Bats Global Markets, Inc., Nasdaq, and NYSE Group announced they will submit a series of related rule changes to the SEC as part of a larger effort to revise the National Market System Plan to better handle periods of market volatility. Several highly publicized “flash” crashes during the past few years underscore the need for limit up/limit down (LULD) requirements and for additional fine-tuning of these rules regarding the resumption of trading after halts.
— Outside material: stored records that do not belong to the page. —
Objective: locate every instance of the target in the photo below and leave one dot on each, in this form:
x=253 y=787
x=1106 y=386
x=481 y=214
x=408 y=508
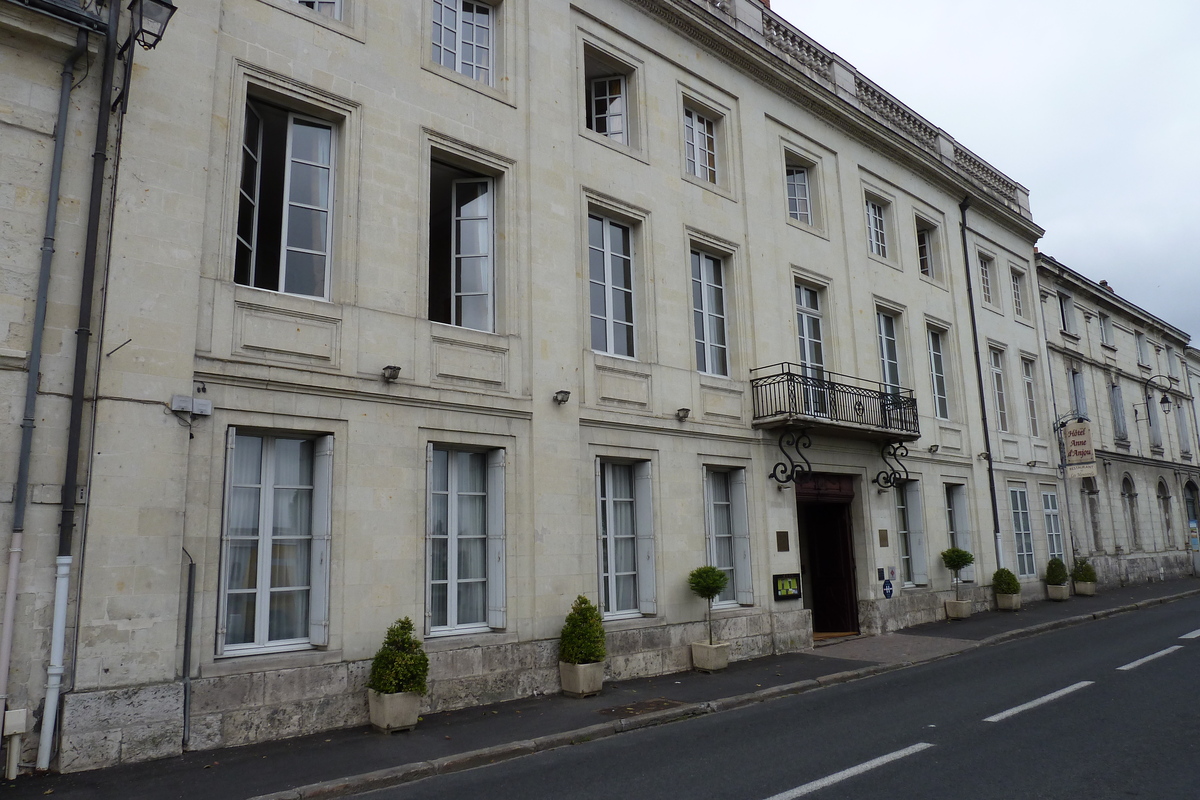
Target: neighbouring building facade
x=1133 y=377
x=455 y=310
Market solution. The exchanges’ proposals seek to: (1) avoid periods where LULD bands are absent; (2) create markets with fewer trading pauses; (3) establish a standardized mode of re-opening after a pause; and (4) obviate the need for the clearly erroneous execution rules, at least while LULD bands are in effect. The exchanges also plan systemic changes to reduce halts and price distortions that can result from “leaky” LULD bands.
EMSAC sees promise, pitfalls. SEC Chair Mary Jo White, in opening remarks to the August meeting of the Equity Market Structure Advisory Committee (EMSAC), said she was pleased the committee would address industry harmonization efforts along with defects in the current LULD reopening auction process.
The EMSAC’s Market Quality Subcommittee’s recommendation noted that although LULD bands’ primary function is sound, the re-opening process is flawed. While the subcommittee acknowledged, and praised, industry efforts to improve the LULD mechanism, members expressed some doubt as to whether these changes alone will fix the re-opening auction process.
Previously, Commission staff issued a study regarding trading pauses for the SEC’s Division of Economic and Risk Analysis. Staff from the Division of Trading and Markets also published a research note that includes an extensive discussion of LULD halts.